Die wichtigste Neuerung war ein Algorithmus namens PageRank, der die Reihenfolge der Suchergebnisse bestimmte. Dafür berechnete er ihre Relevanz für die Anfrage des Nutzers anhand ihrer Links zu anderen Seiten im Web. Basierend auf PageRank wurde Google das Tor zum Internet, das Sergey Brin und Larry Page zu einem der weltweit größten Unternehmen aufbauten.

Anfang Mai hat nun ein Team von Google-Forschern einen Vorschlag für ein radikales Redesign veröffentlicht, das den Ranking-Ansatz durch ein einziges großes KünstIiches-Intelligenz-Sprachmodell (KI) ersetzt – eine zukünftige Version von BERT oder GPT-3. Die Idee ist, dass Benutzer anstelle der Suche nach Informationen in einer großen Liste von Webseiten Fragen stellen und sich von einem auf diesen Seiten geschulten Sprachmodell direkt beantworten lassen.
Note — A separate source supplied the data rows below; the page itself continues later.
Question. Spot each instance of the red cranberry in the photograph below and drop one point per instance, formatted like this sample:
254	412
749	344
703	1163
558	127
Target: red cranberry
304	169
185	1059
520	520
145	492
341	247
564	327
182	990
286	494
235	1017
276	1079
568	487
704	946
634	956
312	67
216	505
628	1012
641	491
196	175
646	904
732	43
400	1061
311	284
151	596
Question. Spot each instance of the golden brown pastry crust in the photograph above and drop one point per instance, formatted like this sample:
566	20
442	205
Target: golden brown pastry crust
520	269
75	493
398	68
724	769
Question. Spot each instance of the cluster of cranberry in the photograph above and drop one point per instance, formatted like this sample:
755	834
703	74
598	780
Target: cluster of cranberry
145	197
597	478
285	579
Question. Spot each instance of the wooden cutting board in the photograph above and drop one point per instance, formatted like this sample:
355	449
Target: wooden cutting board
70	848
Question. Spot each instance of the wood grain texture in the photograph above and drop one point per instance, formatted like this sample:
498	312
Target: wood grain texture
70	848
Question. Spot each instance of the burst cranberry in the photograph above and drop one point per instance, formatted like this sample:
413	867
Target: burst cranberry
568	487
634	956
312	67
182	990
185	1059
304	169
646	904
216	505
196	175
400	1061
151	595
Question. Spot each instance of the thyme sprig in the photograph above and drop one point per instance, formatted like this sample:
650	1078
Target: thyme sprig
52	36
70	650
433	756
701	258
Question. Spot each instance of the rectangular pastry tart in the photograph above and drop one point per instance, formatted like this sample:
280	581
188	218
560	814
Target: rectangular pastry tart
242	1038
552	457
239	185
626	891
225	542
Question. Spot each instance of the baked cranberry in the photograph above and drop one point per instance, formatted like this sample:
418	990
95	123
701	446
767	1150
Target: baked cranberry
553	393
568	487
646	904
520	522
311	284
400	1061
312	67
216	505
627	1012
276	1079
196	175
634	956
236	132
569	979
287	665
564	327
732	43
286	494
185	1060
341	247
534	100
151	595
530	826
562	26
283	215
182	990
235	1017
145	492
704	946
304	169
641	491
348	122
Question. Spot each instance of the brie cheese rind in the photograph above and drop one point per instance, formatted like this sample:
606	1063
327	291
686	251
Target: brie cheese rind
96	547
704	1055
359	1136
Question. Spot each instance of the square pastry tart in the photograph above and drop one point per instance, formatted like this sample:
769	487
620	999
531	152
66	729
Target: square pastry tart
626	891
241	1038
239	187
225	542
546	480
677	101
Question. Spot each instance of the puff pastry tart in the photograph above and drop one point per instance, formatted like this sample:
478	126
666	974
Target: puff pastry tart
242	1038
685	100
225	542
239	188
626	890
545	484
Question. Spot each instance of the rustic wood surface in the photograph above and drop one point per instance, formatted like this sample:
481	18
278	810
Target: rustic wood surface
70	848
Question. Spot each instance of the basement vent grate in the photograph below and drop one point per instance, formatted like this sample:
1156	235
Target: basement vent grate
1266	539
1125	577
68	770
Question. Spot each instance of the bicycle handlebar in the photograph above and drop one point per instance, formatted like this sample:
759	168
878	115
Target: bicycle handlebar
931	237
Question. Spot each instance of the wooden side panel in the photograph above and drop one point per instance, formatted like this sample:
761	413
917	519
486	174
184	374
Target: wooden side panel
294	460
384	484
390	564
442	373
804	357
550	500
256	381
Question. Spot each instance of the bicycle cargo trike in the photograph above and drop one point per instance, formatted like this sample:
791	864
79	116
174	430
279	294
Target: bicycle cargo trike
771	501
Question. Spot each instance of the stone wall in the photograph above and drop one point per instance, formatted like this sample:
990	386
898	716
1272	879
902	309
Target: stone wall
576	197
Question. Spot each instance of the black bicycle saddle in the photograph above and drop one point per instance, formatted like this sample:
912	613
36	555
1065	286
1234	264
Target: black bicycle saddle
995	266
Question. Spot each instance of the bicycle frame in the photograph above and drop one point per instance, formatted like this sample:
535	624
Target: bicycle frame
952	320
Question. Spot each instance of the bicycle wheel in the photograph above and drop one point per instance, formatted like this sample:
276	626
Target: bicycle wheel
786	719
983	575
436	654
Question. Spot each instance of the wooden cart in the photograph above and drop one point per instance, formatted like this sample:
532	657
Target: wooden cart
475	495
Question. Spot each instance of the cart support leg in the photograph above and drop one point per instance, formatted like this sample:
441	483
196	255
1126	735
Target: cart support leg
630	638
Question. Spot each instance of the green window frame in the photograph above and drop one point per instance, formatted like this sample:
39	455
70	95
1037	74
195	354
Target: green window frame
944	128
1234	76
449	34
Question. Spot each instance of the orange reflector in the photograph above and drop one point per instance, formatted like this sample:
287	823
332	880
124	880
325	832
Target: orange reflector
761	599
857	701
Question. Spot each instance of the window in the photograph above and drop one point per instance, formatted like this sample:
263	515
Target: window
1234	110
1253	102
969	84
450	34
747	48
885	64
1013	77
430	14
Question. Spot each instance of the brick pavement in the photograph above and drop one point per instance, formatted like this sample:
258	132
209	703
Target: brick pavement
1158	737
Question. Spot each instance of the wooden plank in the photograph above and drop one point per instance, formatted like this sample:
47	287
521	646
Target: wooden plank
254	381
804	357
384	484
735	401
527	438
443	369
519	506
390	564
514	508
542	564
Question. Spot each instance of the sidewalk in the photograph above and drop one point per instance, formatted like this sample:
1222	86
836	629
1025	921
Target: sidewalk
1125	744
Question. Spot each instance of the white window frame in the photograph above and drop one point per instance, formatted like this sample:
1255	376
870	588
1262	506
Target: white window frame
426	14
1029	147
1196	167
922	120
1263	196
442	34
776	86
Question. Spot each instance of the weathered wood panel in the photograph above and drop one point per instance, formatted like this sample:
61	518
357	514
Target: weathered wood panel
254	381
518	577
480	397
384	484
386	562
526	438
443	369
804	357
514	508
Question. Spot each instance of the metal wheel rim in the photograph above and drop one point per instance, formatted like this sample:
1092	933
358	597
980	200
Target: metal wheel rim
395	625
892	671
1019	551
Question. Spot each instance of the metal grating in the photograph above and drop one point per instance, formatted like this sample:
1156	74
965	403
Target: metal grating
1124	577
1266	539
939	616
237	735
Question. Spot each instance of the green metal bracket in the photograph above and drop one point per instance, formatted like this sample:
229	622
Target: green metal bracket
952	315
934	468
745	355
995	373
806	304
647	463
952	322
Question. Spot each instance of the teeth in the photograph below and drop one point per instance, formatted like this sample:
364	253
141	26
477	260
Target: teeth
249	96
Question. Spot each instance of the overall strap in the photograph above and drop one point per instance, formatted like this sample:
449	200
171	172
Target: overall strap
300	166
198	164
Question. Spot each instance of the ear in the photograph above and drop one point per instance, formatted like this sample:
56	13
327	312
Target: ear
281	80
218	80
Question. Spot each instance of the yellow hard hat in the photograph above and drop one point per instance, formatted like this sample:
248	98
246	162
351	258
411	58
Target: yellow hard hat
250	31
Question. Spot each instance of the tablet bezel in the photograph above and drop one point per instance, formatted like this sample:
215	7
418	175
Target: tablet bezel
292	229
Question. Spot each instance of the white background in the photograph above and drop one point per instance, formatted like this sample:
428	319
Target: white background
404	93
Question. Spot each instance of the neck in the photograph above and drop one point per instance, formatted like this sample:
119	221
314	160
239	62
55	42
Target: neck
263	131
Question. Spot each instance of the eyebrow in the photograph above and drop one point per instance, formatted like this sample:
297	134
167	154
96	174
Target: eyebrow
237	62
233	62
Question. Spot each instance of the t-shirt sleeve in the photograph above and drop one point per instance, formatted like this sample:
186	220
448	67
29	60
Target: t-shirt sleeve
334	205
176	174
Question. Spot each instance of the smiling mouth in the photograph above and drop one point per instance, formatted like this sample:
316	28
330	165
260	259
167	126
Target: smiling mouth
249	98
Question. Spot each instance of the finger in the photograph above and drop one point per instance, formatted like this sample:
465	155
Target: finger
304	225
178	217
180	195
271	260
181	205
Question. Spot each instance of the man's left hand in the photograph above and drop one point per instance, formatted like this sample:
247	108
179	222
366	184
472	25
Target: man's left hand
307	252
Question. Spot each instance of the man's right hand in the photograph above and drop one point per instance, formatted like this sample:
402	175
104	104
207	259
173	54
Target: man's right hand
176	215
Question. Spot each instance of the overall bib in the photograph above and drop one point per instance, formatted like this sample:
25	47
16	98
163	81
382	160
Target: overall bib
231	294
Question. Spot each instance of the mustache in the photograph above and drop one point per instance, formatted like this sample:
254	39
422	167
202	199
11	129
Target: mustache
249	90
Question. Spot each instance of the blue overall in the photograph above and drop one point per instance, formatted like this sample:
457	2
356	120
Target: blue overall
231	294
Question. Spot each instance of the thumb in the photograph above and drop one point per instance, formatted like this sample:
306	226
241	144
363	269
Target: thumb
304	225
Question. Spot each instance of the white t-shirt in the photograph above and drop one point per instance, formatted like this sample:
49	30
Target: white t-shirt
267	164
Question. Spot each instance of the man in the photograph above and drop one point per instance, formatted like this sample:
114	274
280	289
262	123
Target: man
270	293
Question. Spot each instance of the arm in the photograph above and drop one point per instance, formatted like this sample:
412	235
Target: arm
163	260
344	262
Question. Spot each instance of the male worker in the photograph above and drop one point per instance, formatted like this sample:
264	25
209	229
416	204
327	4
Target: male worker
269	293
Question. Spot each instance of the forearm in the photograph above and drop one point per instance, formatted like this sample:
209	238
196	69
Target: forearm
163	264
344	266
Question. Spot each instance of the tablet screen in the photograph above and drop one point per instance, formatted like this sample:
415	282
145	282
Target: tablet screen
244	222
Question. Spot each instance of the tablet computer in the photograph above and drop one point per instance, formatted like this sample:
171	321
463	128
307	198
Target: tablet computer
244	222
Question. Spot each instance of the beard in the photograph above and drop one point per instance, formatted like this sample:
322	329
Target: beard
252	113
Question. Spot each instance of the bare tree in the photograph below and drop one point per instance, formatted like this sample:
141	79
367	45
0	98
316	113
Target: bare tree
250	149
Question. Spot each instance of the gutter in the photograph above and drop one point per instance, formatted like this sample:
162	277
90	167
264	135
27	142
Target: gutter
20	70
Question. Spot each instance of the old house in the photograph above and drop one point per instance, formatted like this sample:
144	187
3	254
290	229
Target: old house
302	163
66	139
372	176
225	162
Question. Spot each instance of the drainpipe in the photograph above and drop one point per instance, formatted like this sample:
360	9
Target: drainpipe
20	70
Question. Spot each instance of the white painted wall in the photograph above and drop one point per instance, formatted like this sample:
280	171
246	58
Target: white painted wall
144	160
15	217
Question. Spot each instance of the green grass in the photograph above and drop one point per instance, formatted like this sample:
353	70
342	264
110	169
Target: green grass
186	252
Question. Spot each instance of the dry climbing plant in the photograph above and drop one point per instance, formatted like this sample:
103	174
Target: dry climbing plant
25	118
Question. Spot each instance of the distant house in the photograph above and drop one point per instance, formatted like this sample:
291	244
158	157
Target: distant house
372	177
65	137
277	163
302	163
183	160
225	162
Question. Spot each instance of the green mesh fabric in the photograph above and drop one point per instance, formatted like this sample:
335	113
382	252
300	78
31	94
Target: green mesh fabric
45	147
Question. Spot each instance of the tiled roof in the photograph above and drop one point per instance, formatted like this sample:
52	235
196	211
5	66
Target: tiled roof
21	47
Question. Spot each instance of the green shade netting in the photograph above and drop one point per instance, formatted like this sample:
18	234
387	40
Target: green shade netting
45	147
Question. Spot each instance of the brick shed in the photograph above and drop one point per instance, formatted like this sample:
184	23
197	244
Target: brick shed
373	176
Der Ansatz könnte nicht nur die Funktionsweise von Suchmaschinen ändern, sondern auch die Art und Weise, wie wir mit ihnen interagieren.

Dafür müssen allerdings erst einige Probleme vorhandener Sprachmodellen behoben werden. Zum Beispiel erzeugen diese KI manchmal voreingenommene und toxische Antworten auf Anfragen. Auf dieses Problem haben Google-Forscher und andere bereits öfter hingewiesen.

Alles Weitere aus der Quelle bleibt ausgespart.